The international reporting agreements and advances in computing power will make it easier for the IRS to track down non-compliant taxpayers. There are two important agreements that are leading to discovery of previously unreported accounts. First, the U.S. has adopted the Foreign Account Tax Compliance Act (“FATCA”) and , second, the Europeans have adopted Common Reporting Standards (“CRS”). When layered with Mutual Legal Assistance Agreements, between the U.S. and another country, the odds favor discovery of unreported accounts. The “matching programs” will search the FATCA reports and compare the information with FBARS and other filings by U.S. taxpayers to determine if a taxpayer has unreported accounts. If unreported accounts turn up then the IRS will refer the taxpayer to exam (audit) and potential penalty assessment.
There are on-going refinements to the audit process, but taxpayer’s with “roots” in other countries who have reportable income or assets in that country or elsewhere need to realize need to be advised by their tax professionals and by the IRS (on its website) on an on-going basis of their compliance obligations.
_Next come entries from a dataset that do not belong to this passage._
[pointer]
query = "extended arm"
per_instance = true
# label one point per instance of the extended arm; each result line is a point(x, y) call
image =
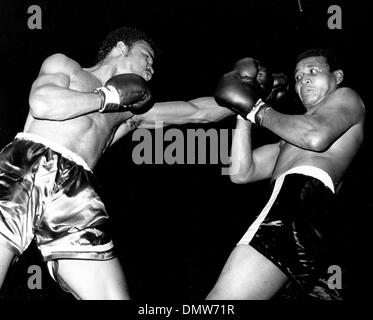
point(319, 129)
point(201, 110)
point(249, 165)
point(50, 96)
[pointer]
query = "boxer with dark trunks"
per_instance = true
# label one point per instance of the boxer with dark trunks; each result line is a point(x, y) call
point(285, 251)
point(47, 188)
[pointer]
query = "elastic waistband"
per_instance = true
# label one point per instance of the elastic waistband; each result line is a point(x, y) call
point(66, 153)
point(315, 172)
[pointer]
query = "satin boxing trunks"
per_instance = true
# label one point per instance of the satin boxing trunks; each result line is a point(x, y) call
point(49, 192)
point(296, 231)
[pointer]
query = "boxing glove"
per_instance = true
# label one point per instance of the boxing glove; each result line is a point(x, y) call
point(280, 87)
point(239, 91)
point(125, 92)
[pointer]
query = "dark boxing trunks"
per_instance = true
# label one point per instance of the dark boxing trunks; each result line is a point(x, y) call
point(296, 229)
point(49, 192)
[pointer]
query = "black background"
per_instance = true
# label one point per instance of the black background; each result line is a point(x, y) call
point(174, 226)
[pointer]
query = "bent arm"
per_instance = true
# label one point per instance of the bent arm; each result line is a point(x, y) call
point(318, 130)
point(201, 110)
point(50, 97)
point(249, 165)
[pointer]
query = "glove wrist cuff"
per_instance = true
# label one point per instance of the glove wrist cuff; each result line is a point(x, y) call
point(256, 115)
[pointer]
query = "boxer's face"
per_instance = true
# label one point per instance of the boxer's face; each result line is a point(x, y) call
point(313, 80)
point(139, 60)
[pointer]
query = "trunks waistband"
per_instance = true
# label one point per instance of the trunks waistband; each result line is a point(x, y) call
point(312, 171)
point(66, 153)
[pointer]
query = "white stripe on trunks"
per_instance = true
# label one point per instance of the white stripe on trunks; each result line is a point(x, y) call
point(305, 170)
point(66, 153)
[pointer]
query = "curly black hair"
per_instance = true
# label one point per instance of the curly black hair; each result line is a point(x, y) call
point(330, 57)
point(128, 35)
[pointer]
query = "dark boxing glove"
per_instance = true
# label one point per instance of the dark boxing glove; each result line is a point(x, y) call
point(239, 91)
point(125, 92)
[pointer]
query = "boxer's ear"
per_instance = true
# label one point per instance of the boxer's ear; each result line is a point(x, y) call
point(339, 75)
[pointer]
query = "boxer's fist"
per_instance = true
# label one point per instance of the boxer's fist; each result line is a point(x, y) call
point(247, 69)
point(240, 91)
point(125, 92)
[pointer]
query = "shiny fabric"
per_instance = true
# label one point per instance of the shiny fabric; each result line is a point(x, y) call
point(297, 231)
point(47, 196)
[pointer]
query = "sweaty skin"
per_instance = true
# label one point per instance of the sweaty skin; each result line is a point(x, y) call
point(326, 136)
point(64, 108)
point(88, 135)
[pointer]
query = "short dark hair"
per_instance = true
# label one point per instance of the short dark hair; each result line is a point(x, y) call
point(330, 57)
point(128, 35)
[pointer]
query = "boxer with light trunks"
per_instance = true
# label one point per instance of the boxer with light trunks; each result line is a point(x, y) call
point(285, 251)
point(47, 188)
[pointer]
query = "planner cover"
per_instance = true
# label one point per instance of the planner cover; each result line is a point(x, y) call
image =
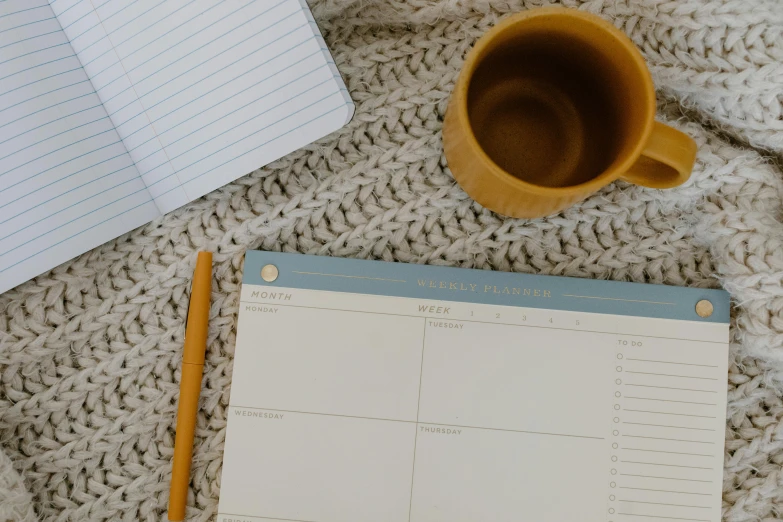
point(370, 391)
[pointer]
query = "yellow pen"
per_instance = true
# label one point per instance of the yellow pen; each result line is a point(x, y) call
point(190, 385)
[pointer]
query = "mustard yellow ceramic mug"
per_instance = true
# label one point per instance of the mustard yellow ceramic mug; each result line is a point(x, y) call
point(551, 105)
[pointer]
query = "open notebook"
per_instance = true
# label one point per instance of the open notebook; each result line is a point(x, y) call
point(371, 391)
point(114, 112)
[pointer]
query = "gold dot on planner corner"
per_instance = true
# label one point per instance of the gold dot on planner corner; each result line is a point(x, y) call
point(269, 273)
point(704, 308)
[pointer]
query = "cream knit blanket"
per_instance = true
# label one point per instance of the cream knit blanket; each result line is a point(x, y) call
point(89, 353)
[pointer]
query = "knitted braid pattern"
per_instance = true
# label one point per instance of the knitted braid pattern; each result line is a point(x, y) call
point(90, 352)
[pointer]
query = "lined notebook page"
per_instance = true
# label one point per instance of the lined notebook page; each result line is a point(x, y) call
point(203, 91)
point(67, 183)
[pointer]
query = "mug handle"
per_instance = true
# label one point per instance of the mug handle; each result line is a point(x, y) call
point(666, 161)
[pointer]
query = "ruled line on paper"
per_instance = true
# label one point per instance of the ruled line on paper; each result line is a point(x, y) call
point(671, 362)
point(60, 155)
point(671, 452)
point(668, 491)
point(671, 400)
point(671, 413)
point(669, 388)
point(668, 426)
point(665, 478)
point(664, 438)
point(673, 375)
point(665, 465)
point(664, 518)
point(663, 504)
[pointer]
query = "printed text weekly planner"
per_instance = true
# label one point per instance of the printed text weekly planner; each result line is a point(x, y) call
point(369, 391)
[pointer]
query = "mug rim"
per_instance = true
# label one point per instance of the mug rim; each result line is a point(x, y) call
point(608, 175)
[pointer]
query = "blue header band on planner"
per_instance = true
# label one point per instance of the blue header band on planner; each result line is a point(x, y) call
point(485, 287)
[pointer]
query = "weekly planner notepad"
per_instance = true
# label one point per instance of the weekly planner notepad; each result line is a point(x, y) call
point(114, 112)
point(367, 391)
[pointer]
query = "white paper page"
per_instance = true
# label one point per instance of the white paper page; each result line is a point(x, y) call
point(348, 407)
point(205, 91)
point(67, 183)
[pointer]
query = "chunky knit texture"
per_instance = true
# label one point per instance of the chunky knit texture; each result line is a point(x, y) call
point(89, 352)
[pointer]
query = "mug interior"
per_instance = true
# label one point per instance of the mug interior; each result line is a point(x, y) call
point(557, 100)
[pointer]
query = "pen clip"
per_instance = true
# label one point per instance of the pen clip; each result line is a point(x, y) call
point(187, 310)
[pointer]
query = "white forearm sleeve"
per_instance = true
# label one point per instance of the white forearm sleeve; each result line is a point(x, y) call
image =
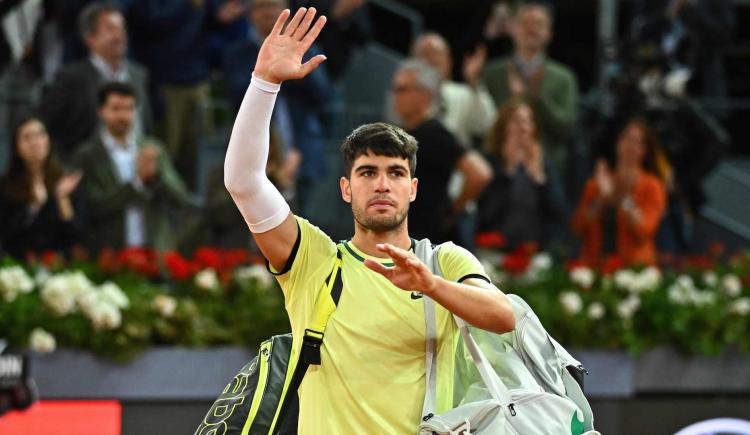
point(259, 201)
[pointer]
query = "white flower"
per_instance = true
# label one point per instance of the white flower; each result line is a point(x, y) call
point(624, 279)
point(702, 298)
point(541, 262)
point(57, 296)
point(638, 282)
point(113, 294)
point(14, 280)
point(740, 306)
point(685, 282)
point(582, 276)
point(596, 310)
point(648, 280)
point(571, 302)
point(732, 285)
point(106, 316)
point(42, 341)
point(677, 295)
point(78, 282)
point(165, 305)
point(256, 272)
point(627, 308)
point(207, 279)
point(710, 279)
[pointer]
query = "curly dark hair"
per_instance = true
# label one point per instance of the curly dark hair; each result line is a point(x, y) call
point(381, 139)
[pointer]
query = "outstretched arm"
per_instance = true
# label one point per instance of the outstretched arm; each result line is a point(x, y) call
point(478, 302)
point(264, 209)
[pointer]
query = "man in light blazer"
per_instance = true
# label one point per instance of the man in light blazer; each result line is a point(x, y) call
point(130, 186)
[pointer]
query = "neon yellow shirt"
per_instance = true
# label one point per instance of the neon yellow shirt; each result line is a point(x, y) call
point(372, 374)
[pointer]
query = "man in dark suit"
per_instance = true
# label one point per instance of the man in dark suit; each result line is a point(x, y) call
point(68, 108)
point(130, 185)
point(297, 120)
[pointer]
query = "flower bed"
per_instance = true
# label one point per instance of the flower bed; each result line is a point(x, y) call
point(127, 301)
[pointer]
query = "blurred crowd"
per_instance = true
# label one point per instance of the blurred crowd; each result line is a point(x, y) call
point(108, 155)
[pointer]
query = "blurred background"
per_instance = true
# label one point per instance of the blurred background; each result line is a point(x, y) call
point(593, 154)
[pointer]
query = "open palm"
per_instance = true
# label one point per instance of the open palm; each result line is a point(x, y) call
point(280, 56)
point(408, 272)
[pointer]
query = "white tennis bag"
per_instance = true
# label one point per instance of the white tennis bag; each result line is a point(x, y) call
point(544, 398)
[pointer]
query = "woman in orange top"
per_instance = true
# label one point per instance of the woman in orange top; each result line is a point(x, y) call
point(620, 210)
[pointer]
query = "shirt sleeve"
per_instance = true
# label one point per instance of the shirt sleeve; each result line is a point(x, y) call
point(311, 260)
point(458, 264)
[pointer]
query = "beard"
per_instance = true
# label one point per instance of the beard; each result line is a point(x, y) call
point(379, 223)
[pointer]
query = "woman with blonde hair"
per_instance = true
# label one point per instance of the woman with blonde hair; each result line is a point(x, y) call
point(36, 209)
point(525, 193)
point(621, 208)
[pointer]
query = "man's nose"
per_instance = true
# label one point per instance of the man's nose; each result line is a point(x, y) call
point(382, 184)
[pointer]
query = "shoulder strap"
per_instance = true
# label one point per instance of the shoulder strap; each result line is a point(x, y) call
point(325, 304)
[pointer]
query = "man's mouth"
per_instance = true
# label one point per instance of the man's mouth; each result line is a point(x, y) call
point(381, 203)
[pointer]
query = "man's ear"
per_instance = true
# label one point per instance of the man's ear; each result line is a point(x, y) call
point(346, 189)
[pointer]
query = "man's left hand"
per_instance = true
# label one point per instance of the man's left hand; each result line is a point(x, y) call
point(408, 272)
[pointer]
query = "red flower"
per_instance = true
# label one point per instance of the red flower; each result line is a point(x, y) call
point(80, 253)
point(516, 263)
point(572, 264)
point(490, 239)
point(699, 262)
point(140, 260)
point(234, 257)
point(49, 258)
point(612, 264)
point(716, 250)
point(179, 268)
point(206, 257)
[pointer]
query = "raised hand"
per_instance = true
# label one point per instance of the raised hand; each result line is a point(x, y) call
point(280, 56)
point(473, 65)
point(408, 272)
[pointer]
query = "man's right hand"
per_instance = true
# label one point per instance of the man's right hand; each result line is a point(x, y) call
point(280, 56)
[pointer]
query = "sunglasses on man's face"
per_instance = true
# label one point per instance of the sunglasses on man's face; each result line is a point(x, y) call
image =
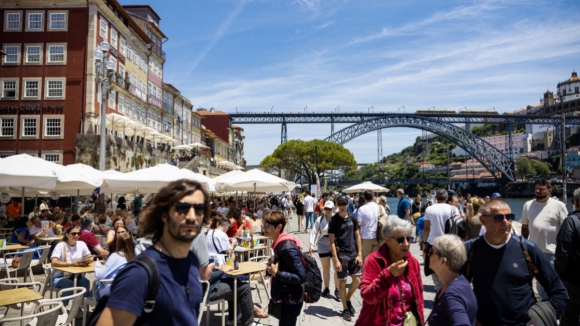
point(401, 240)
point(498, 218)
point(183, 208)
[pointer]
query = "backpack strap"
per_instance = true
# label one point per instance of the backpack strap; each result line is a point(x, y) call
point(153, 286)
point(533, 270)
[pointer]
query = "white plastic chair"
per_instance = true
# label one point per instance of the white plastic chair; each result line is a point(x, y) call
point(75, 301)
point(260, 259)
point(205, 306)
point(46, 315)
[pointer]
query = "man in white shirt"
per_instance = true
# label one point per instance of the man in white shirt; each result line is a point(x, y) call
point(368, 216)
point(309, 203)
point(435, 217)
point(541, 220)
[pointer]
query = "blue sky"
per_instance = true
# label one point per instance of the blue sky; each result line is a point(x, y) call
point(319, 54)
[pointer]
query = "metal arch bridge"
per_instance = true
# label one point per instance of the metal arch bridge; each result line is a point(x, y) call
point(495, 161)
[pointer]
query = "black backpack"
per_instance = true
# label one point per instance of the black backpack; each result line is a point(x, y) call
point(313, 286)
point(153, 287)
point(455, 224)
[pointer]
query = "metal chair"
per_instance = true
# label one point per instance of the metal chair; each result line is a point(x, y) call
point(26, 260)
point(43, 317)
point(206, 305)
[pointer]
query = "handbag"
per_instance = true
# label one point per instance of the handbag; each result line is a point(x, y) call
point(275, 309)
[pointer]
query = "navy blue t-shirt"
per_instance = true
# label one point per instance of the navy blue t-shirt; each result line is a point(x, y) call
point(173, 305)
point(457, 305)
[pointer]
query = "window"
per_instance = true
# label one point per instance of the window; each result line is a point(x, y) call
point(112, 99)
point(103, 31)
point(56, 54)
point(53, 126)
point(33, 54)
point(29, 126)
point(53, 157)
point(31, 88)
point(13, 21)
point(12, 54)
point(9, 89)
point(122, 46)
point(114, 38)
point(55, 89)
point(35, 21)
point(7, 126)
point(57, 20)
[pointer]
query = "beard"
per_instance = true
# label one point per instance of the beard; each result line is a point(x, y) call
point(187, 236)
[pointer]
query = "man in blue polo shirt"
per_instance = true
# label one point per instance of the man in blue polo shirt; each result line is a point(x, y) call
point(404, 207)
I often see clients when an audit is under way and the issue of unreported foreign income or assets has been raised by the auditor. Audit and penalty defense cases with international issues are often lengthy and complex. It is always better to come forward and clean-up the past rather then have to defend acts of non-compliance. There are several methods to come forward, the choice is based upon the facts.
Conclusion: Report and disclose foreign holdings timely. If there are unreported items consider coming forward. If under exam, hire skill counsel to guide you through the traps and minimize penalty exposure and risk of prosecution.